Michael Brunton-Spall     About     Archive     Feed

Failure at scale

2011-02-04 14:01:16 +0000

Snap of the front page of police.uk
When you launch a high profile website, it sometimes will spectacularly fail for reasons of scale.  Since this is an area of professional interest I thought I’d have a look to see whether there was anything obvious, and it was apparent that the developers didn’t appear to think at scale (and still haven’t fixed the issues).

When I visit the crime maps website, the very first thing I see is a landing page that I can type my postcode into.  The HTML generated for this page must be the same for every user, so this page should be cached right?  Unfortunately, not only is this page uncached but it doesn’t return any cache headers, last modified or expires headers of any form.  The static files for this page do return a Last-Modified header, but I suspect that’s because they are hosted on S3.  Of slight note is that the developers didn’t obey any of the website performance rules, there is no gzip and there is multiple CSS/JS files rather than a combined file.

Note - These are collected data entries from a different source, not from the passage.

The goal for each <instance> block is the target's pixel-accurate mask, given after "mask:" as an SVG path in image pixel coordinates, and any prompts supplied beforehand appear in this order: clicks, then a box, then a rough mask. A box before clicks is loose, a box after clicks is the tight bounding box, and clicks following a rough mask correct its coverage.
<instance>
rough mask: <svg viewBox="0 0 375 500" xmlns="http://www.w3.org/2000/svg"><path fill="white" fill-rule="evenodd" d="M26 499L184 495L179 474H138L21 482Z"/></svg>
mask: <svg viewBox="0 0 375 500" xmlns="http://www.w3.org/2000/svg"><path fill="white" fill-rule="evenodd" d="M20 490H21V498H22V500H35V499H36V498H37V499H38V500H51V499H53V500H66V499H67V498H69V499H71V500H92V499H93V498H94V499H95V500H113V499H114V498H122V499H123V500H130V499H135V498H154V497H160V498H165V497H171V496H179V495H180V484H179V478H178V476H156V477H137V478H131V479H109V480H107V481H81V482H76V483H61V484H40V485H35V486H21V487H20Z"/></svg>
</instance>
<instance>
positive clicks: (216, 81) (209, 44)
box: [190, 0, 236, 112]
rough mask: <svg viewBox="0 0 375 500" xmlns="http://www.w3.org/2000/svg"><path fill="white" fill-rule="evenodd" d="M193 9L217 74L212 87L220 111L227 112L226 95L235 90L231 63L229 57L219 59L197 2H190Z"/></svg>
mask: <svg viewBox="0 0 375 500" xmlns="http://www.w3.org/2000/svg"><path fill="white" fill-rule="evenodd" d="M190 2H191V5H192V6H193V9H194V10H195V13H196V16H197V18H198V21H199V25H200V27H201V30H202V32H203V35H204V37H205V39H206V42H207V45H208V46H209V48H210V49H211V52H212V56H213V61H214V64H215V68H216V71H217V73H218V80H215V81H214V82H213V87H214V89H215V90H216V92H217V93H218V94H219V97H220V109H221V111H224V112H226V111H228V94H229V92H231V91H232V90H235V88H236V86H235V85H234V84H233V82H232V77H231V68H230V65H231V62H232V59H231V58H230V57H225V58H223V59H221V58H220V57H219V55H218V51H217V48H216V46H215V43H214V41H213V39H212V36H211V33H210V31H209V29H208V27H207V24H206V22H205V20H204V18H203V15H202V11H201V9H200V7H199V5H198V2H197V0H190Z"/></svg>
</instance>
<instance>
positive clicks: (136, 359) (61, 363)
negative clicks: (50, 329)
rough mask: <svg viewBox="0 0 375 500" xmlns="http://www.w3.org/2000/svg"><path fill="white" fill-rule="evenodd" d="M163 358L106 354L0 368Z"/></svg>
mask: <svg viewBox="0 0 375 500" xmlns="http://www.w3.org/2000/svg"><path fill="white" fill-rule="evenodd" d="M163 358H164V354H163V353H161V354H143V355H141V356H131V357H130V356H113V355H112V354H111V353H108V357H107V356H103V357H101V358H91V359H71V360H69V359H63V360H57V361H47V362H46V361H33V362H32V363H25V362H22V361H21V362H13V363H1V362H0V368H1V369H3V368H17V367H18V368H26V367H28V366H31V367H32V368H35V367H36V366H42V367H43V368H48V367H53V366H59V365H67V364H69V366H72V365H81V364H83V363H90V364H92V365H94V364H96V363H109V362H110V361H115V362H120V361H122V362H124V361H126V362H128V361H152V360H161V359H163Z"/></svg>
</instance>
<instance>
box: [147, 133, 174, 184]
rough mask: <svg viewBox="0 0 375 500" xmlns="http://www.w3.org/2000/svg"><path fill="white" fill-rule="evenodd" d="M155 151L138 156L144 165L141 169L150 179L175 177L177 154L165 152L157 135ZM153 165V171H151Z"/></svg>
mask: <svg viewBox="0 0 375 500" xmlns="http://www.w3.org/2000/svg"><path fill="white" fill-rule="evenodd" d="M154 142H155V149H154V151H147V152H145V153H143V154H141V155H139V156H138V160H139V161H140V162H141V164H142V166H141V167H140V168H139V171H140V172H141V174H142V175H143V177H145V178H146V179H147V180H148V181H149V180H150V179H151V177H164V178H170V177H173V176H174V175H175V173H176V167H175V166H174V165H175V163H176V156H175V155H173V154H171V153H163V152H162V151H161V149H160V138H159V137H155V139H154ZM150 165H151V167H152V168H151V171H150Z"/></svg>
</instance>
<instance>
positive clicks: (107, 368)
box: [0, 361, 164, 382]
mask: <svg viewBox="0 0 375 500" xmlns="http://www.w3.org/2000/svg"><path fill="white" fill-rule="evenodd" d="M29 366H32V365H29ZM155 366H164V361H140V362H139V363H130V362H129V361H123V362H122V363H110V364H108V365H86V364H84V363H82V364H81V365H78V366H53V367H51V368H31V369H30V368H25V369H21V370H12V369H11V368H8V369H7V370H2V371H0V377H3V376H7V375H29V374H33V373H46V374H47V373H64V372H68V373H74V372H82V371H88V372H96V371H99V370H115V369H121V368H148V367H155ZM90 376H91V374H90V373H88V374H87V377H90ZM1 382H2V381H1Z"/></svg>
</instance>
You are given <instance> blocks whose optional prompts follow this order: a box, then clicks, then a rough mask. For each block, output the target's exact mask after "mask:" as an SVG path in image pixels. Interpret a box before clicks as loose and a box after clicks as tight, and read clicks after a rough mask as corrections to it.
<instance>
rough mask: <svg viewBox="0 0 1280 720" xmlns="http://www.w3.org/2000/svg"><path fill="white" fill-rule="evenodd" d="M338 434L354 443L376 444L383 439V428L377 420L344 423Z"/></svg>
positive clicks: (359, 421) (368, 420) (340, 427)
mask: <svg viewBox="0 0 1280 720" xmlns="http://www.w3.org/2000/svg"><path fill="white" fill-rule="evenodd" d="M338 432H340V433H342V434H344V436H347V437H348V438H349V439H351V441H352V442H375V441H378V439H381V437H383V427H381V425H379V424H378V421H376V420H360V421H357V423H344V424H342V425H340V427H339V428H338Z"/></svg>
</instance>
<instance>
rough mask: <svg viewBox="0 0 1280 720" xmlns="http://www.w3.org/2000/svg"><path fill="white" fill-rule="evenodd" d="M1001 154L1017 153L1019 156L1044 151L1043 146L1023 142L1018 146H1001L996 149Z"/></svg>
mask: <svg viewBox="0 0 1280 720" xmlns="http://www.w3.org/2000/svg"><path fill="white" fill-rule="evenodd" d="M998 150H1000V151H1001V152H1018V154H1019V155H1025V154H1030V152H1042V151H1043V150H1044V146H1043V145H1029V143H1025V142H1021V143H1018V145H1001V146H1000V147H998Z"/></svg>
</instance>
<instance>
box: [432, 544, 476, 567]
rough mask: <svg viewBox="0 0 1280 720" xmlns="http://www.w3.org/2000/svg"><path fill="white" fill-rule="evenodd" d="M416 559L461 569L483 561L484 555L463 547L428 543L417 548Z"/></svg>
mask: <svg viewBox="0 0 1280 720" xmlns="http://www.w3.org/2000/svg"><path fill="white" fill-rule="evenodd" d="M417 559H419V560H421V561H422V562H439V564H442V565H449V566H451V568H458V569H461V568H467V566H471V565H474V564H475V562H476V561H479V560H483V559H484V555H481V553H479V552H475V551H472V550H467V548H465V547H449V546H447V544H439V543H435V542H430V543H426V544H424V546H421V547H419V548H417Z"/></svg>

Once I enter a postcode I get redirected to a dynamically generated page based on my post code.  Again there are no cache headers here, and since it’s a dynamically generated page you might think it doesn’t matter, but since the page is entirely javascript driven, this HTML is could be cached easily.  There are a few links that have the same query parameter passed to them, but again once you’ve decided to ban all non-javascript browsers you may as well rewrite those urls in the clients browser using javascript rather than server side.

Furthermore the data that is loaded by the javascript from /crime/radius which contains the crime data for my area, in monthly groups doesn’t have any new data since 2010-12, not a huge suprise I’d assume these are quartaly data sets, but that means that json response should also have cache headers, and of course it doesn’t.

In this case a cache wouldn’t help with scale for multiple users, but would for returning users, because the developer has specified the area they are interested in by a long/lat that is accurate to 7 decimal places - an accuracy that should be down to the millimeter of so I believe (4 places gives you accuracy to 6-10 meters or so).  Since they’ve merely geolocated my postcode, accuracy that close is completely wasted and would destroy any cache that is there.  My postcode is probably a hundred meters or so in size, so having a long/lat that is more accurate than 2 or 3 decimal places is probably wasted.  Decreasing the accuracy of the center point could potentially give you less accurate data, but since what you are interested in is crimes within a 0.5 mile radius, you could simply increase the radius a bit and drop some of the outlying results in the clients browser, making for a much more scalable backend server.

At this point of the analysis I got just to depressed to even continue, it was clearly obvious that the developers had given very little thought as to how this website would scale.  I suspect that since it is hosted on Amazon’s EC2 they figured they would scale by firing up new servers, but I contend that even at that 18m hits an hour (approx 4k a second) about 4 or 5 caches with good hit rates would have been able to serve most of the traffic without too much issue (I’d probably have suggested a cache warming for data for the major metropolises as well).

Remember kids, EC2 allows you to add new machines easily, but you still need to think about scale and performance when writing your application.  EC2 doesn’t solve your scaling problems, it solves your capacity planning problems, you still need to build a site that scales without needed 1000’s of servers.